Le dimanche après-midi, le Ministre de la Culture Lina Mendoni ouvre au Musée juif l’exposition consacrée à mémoire des étudiants juifs du Conservatoire d’État de Thessalonique (1915-1943).

Le point de départ de l’exposition était la recherche de la Chaire d’études juives dans les archives du Conservatoire d’État de Thessalonique pour ses étudiants juifs. L’enquête a révélé une mine d’informations sur les identités individuelles, sociales et géographiques de centaines de familles juives de Thessalonique. Elle couvrait une période de 28 ans (1915-1943), soit la période entre la fondation du Conservatoire et l’expulsion des Juifs de Thessalonique, expulsion qui signifiait la mort pour la grande majorité. C’étaient des adolescents et des jeunes issus de familles aisées qui étudiaient la musique pour donner de la qualité à leur vie. Personne ne s’attendait à une fin horrible Auschwitz

L’exposition présente des collections de photographies, de programmes, d’affiches, de billets, de publicités, d’objets, de documents et de journaux, liés à la musique et aux représentations théâtrales, et en général aux activités culturelles de l’époque.

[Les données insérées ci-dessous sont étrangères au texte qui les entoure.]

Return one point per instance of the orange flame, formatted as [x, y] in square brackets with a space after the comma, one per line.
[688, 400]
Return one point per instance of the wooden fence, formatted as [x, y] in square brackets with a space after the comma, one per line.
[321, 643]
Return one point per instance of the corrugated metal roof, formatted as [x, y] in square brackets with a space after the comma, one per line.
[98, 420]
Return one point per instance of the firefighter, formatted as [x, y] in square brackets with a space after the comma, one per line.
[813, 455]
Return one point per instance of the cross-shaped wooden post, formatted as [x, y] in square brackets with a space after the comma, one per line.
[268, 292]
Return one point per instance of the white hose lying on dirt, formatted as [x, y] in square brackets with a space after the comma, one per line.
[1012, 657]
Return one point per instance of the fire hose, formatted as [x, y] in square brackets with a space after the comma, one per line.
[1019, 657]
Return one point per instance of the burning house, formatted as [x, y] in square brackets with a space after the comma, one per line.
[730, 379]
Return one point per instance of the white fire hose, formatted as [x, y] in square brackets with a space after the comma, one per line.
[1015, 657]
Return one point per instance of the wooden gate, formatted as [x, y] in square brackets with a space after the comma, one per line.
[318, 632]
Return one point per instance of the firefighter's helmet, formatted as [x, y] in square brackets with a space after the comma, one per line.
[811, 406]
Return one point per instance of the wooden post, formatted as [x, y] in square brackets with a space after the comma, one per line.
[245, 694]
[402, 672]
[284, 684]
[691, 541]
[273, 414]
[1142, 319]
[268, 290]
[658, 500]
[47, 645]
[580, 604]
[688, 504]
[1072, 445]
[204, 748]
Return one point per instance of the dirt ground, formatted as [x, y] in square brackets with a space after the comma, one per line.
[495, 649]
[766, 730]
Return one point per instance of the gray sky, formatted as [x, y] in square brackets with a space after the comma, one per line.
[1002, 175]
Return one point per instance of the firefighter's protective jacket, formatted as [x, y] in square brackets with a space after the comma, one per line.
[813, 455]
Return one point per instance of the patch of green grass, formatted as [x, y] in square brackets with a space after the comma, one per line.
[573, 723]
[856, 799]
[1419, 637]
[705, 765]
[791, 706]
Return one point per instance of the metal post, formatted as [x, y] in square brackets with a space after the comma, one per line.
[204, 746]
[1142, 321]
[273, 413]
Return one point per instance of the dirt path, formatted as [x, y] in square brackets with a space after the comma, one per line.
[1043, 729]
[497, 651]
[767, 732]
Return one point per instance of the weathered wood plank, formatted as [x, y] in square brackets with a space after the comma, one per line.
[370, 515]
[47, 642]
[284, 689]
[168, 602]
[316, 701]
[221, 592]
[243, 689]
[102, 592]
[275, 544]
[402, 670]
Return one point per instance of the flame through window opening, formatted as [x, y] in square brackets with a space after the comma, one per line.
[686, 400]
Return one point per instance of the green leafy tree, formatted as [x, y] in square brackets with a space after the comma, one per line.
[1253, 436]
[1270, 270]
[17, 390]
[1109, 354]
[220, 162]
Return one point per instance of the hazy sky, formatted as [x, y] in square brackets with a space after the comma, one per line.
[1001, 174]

En même temps, il recherche des individus et des familles qui ont partagé la culture de leur temps, quelle que soit leur religion. La famille archives de G. Konstantinidis et le collections du Musée juif de Thessalonique, ainsi que des documents des archives du Conservatoire d’État et d’autres sources, ont fourni le matériel pour représenter la bourgeoisie de Thessalonique et ses valeurs culturelles. Le visiteur remarquera que les juifs et les chrétiens ne ressortent pas sur les photos des familles.

Cela documente le contexte dans lequel un monde entier a connu la civilisation. Un monde dans lequel les caractéristiques sociales et culturelles communes n’étaient pas moins importantes que l’identité religieuse. Chrétiens, juifs et musulmans ont assisté à des spectacles, des concerts et étudié la musique. Même pour les détenus des orphelinats, l’implication dans l’éducation musicale était considérée comme une nécessité capitale et les autorités se sentaient obligées d’appeler des professeurs de musique de l’étranger.

Organisée par George Antoniou (AUTh), Stavros Zoumboulakis (Fondation parlementaire hellénique), George Konstantinidis (Archives G. Konstantinidis) et Evangelos Hekimoglou (Musée juif de Thessalonique), l’exposition restera ouverte au public jusqu’au 15 avril.
Organisé par la Communauté israélienne de Thessalonique / Musée juif de Thessalonique, Université Aristote de Thessalonique / Chaire d’études juives, Archives Georgios Konstantinidis, Fondation du Parlement hellénique pour le parlementarisme et la démocratie, en collaboration avec le Conservatoire d’État de Thessalonique et le Conservatoire de Thessalonique L’Allemagne à Thessalonique .

Dans une photo typique qui suit, les couples représentés se sont mariés la même année, en 1906. Ils ont été photographiés dans le même atelier, par le célèbre photographe Albert Baubin, sur la partie couverte de la rue Venizelou, qui a brûlé lors de l’incendie de 1917. . Il s’agissait d’un côté d’Henri Faratzi, 28 ans, et de Mathilde Mallah, 22 ans, de l’autre, Nikolaos Manos, 31 ans, et Ioanna Xanthidou, 26 ans. Les descendants des couples vivent en France et à Thessalonique.